空「ヴァッフェントレーガー、コントロールリンケージ……」

 自動操縦で母機の一定範囲を追随するOSSの指揮権を、空は自身に移す。

 一瞬、突っ掛かりのような挙動の悪さを感じたが、自分とヴァッフェントレーガーが繋がった証拠だ。

クライノート『敵機、視界内に捉えました。
       敵主力401が六機、カスタム機と思しき随伴の366が四機です』

 クライノートが視覚センサーで捉えた敵機の情報を読み上げる。

空「六機、それに四機……ッ!?」

 空は驚いたような声と共に息を飲む。

 クライノートと共に臨む初の実戦。

 昨日とは違う混成部隊とは言え、数は多い方だ。

彩花『03は401撃破に集中して下さい!
   262、263、264は随伴機に攻撃を集中して下さい!』

空「了解しました!」

 彩花の指示に応え、空はさらに進み出る。
226 :嫁艦金剛から代わりまして足柄でお送りします ◆22GPzIlmoh1a [saga sage]:2014/12/31(水) 22:26:34.97 ID:GHB5lTWGo
空「コール、06、07! アクティベイト!」

 そして、ヴァッフェントレーガーに指示を出す。

 すると、巨大トレーラーの一部……橙色と紫色のラインの入ったパーツが分離する。

 空は分離したパーツを魔力で掴むと、その二つをクライノートの元に引き寄せた。

 それらは橙色のラインの入ったシールドと、紫色のラインの入った多連装砲だ。

 シールドを左手で保持し、多連装砲を肩に掛けるようにして右手で構える。

クライノート『06オレンジブリッツ、07ヴァイオレットネーベル、ブラッドライン接続確認』

空「06、07、イグニションッ!」

 それらの武装と完全に接続した事をクライノートが確認すると、空は武装を起動する。

 すると、武装のブラッドラインに空色の輝きが宿った。

 そう、これこそがヴァッフェントレーガーの真骨頂。

 七種の特化武装を運搬し、クライノートを支援するOSSの真の姿の一端だ。

 そして、七種の特化武装は、かつて二代目・閃虹と謳われたクリスティーナ・ユーリエフの二つ目の愛器、
 機人魔導兵シュネーが制御した七つの装備に由来する。

 彼の弟妹達の名を冠する、対テロ特務部隊の精鋭達と互角の勝負を繰り広げた武装だ。

 かつてはクライノートの本体を彼女自身が、ヴァッフェントレーガーをシュネーが制御する事で活躍したGWF203Xだったが、
 シュネーがクリスと共に宇宙に旅立って以来、ヴァッフェントレーガーを扱いながら戦闘できた者は皆無だった。

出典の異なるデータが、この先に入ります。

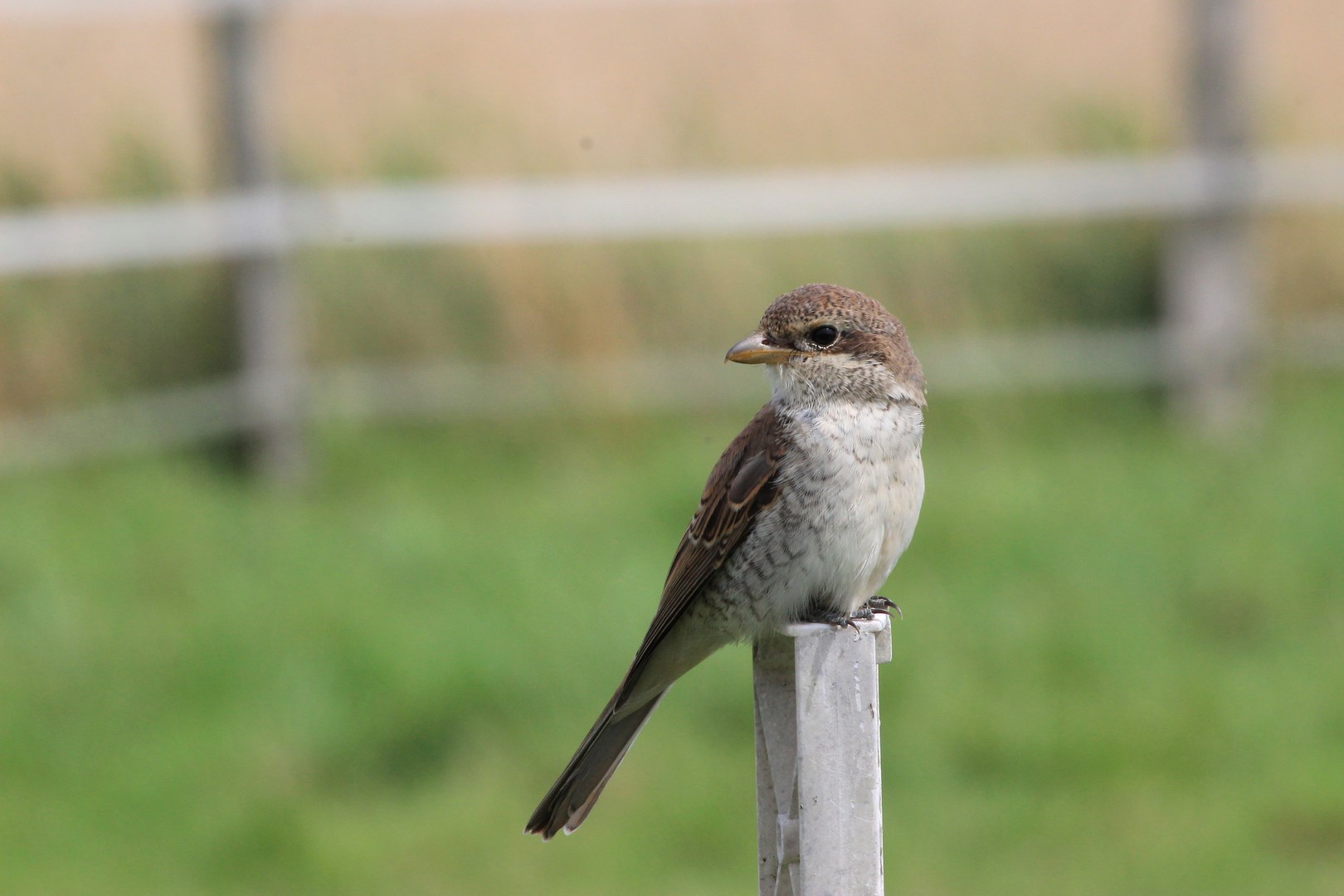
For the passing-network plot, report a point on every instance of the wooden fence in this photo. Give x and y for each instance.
(1211, 320)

 戦闘しながらのOSSの制御に集中するには針の穴を通すような相応の技量を要求されるか、
 でなければ大魔力の力業でしか運用できない。

 空は特に後者の条件を満たす事で、クライノートを駆る資格を得たのだ。

空「拡散攻撃で敵隊列を崩します!」

 敵が有効射程範囲に入った事を確認すると、空はヴァイオレットネーベルから拡散魔導弾を放った。

 無数の魔力砲弾が敵の一団に殺到する。

 既に部隊の両翼に展開していた366改は弾道を回避したが、中央で固まっていた401は砲弾の雨に晒される。

 しかし、そこは敵も結界装甲に守られたギガンティックだ。

 有効射程範囲とは言え撹乱や牽制程度の拡散魔導弾では、シールドに遮られ、目立ったダメージは与えられない。

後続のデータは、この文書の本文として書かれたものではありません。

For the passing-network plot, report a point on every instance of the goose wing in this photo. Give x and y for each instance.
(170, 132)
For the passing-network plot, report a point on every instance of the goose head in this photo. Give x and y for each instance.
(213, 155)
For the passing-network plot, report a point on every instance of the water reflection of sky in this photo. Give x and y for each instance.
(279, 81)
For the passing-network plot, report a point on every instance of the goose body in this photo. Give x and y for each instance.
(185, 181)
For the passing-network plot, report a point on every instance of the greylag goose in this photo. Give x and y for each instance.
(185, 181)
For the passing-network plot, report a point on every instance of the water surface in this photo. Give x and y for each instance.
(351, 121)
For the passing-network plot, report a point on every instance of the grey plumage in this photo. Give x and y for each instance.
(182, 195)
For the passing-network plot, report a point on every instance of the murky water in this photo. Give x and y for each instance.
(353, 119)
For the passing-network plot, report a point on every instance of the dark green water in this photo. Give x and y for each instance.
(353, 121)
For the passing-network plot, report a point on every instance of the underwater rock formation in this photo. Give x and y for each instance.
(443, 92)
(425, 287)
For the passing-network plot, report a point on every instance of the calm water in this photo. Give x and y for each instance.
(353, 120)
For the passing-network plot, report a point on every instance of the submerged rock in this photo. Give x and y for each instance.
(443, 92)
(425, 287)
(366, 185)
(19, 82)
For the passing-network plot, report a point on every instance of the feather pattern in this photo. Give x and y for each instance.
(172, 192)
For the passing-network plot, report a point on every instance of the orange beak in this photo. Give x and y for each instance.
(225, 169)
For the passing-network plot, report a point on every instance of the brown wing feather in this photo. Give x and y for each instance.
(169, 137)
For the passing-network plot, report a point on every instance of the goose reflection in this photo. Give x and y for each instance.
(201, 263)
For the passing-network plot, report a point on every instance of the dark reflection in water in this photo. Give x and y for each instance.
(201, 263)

 だが、敵の足並みを崩し、隊列を崩壊させるにはそれで十分だった。

空「コール、04! アクティベイト!」

 敵の足並みが崩れた瞬間を見計らい、空はヴァイオレットネーベルを空中に浮かべて保持すると、
 今度は緑色のラインの走る巨大ブーメランを構えさせた。

クライノート『04グリューンゲヴィッター、ブラッドライン接続確認!』

空「イグニションッ!」

 空は巨大ブーメラン……グリューンゲヴィッターを起動するなり、大きく振りかぶって敵に向けて投げ放つ。

 すると、突如としてその姿が掻き消える。

テロリストA『な、何だ!?』

 真正面の401のパイロットは困惑したように叫び、その場で立ち止まってしまう。

空「行っ……けぇぇぇっ! グリューンゲヴィッターッ!!」

 空は裂帛の気合を込めて叫び、投擲した右手の人差し指と中指を突き出し虚空に線を描くように指先を走らせた。

 すると、金属同士が擦れ合うけたたましく耳障りな金切り音と共に、停止した401の手足と頭部を切り裂く。

 手足と頭部を失った401がその場に崩れ落ちると、
 ようやく姿を見せたグリューンゲヴィッターがヴァッフェントレーガーの元へと戻って行く。

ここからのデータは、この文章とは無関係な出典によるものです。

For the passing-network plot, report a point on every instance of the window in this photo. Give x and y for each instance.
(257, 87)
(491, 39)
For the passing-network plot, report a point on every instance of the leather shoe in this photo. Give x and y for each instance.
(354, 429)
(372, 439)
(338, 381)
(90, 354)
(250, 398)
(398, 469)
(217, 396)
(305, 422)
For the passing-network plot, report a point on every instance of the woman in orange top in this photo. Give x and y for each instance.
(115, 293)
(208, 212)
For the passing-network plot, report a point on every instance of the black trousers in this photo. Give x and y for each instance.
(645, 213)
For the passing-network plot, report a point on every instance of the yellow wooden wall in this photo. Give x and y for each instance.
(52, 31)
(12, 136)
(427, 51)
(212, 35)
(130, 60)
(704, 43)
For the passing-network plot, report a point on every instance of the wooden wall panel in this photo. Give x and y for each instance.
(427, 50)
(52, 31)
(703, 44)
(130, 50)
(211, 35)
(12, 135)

 魔力による光学屈折迷彩を活かした見えない刃、それがグリューンゲヴィッターの正体だ。

 高速旋回し、ドライバーの意志で自在に動かす事の出来る見えない刃など、避けられる筈がない。
227 :嫁艦金剛から代わりまして足柄でお送りします ◆22GPzIlmoh1a [saga sage]:2014/12/31(水) 22:27:00.97 ID:GHB5lTWGo
テロリストB『な、何が起きてるんだ!?』

テロリストC『こんな攻撃、情報に無かったぞ!?』

 寮機の惨状にもう二機の401の動きが鈍る。

 そして、寮機に振り返りかけた背後で――

クライノート『02ロートシェーネス、ブラッドライン接続確認』

空『イグニションッ!!』

 ――執行を告げる声が響いた。

 慌てて向き直らせようとした機体の側面に、
 通常よりも二回りは大きい……それこそカーネル・デストラクター以上に巨大な拳が激突する。

 赤いラインに空色の輝きを纏った巨大な両腕……ロートシェーネスを接続したクライノートの突進だ。

空『エクスプロジオンッ!!』

 直後、拳から近距離魔力砲撃が放たれた。

 本来ならば炎熱変換を活かした爆発を放つ武装だが、空の魔力特性の関係上砲撃しか放つ事が出来ないのだ。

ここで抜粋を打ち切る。